Culture reveals intent
The most telling difference, however, was cultural.
Crew members did not wait to be asked before service was provided. Help was offered naturally, without awkwardness or ceremony. This did not feel performative. It felt normal.
That does not happen by accident. It reflects training, expectation, and leadership intent. Accessibility was clearly understood as part of service delivery, not an exception to it.
When space constraints required mobility equipment to be stored safely, practical solutions were found. When ship movement presented challenges, adjustments were made calmly and competently.
This was not about kindness.
It was about capability.
Emergency planning without ambiguity
Emergency preparedness was treated with particular seriousness.
Guests who could not independently reach muster stations were registered in advance and paired with designated crew members responsible for their evacuation. Roles were clear. Responsibility was explicit.
There was no ambiguity about what would happen if something went wrong.
Hotels comply with fire regulations, as they must. Few, however, implement individualised evacuation planning for guests with mobility impairments. The contrast here is not regulatory. It is philosophical.

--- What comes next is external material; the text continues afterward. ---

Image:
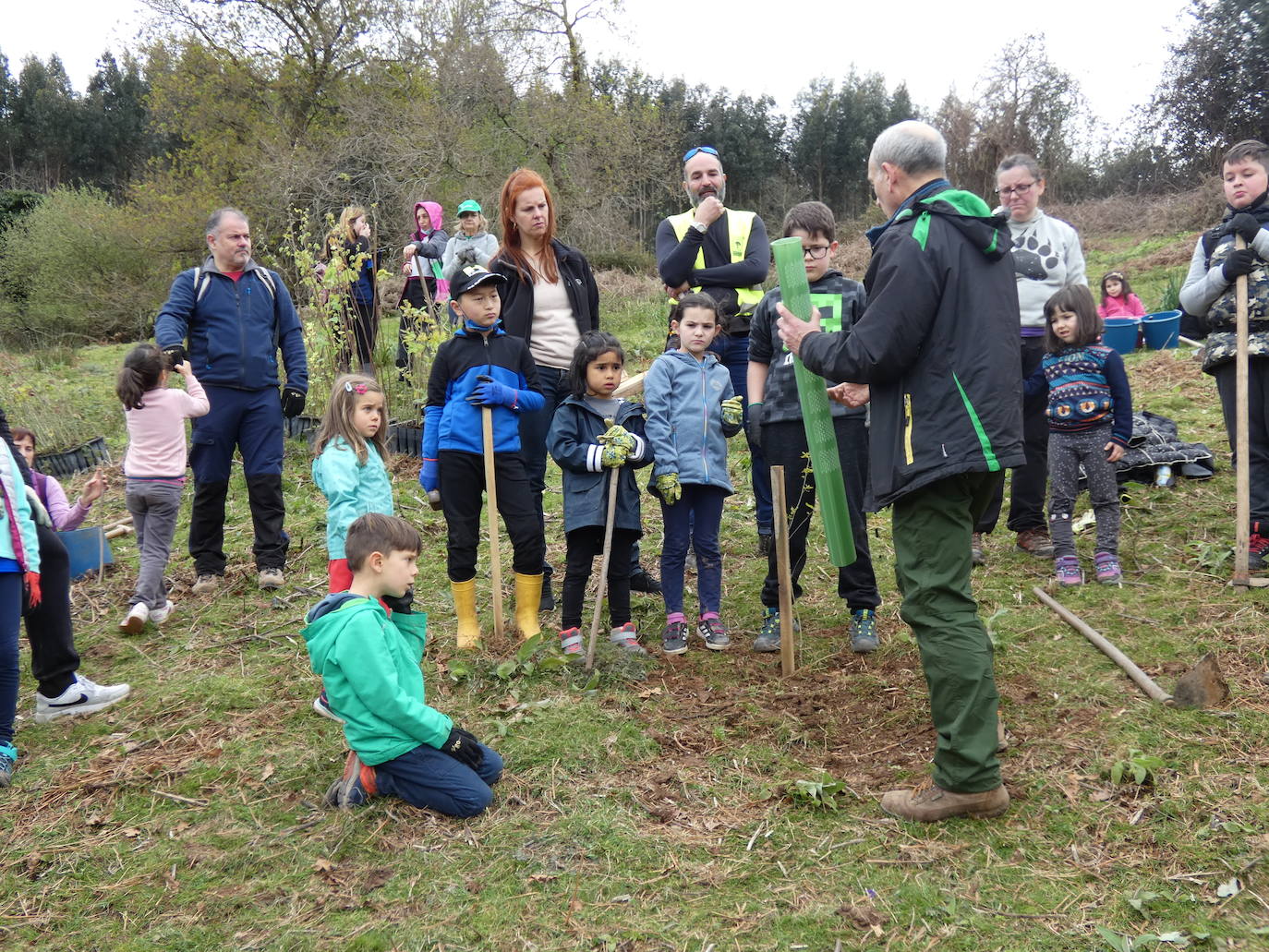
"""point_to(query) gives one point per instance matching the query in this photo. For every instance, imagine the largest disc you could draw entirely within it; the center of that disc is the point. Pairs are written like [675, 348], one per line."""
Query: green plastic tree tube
[813, 393]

Loyalty follows confidence
One of the most commercially significant observations was the loyalty displayed by guests with access needs.
When guests feel confident that their requirements are understood and catered for, they return. Often repeatedly. Often with companions. The value of that loyalty compounds over time.
This is not altruism. It is commercially rational behaviour responding to demand.
Accessible environments also benefit far more than a single cohort. Older guests, those recovering from injury, people managing temporary or fluctuating conditions, and multi-generational families all benefit from the same design and cultural principles.
The business model in plain sight
The advantage cruise liners enjoy is not structural, but strategic.
They have recognised accessibility as a revenue model built on confidence, repeat bookings, and trust. They have embedded it into how they think about guests, service delivery, and loyalty.
Hotels can do the same without rebuilding assets or reinventing brands.
Clarity over reassurance.
Preparation over reaction.
Training that builds understanding rather than box-ticking.
Selective investment with disproportionate return.
Emergency planning that reinforces the guest promise.
The model already exists. It is operating successfully elsewhere in hospitality.
A final reflection
Cruise liners are not more accessible to guests because they are kinder, more regulated, or more constrained. They recognise the commercial value of doing so. Demand is proven and the business model works.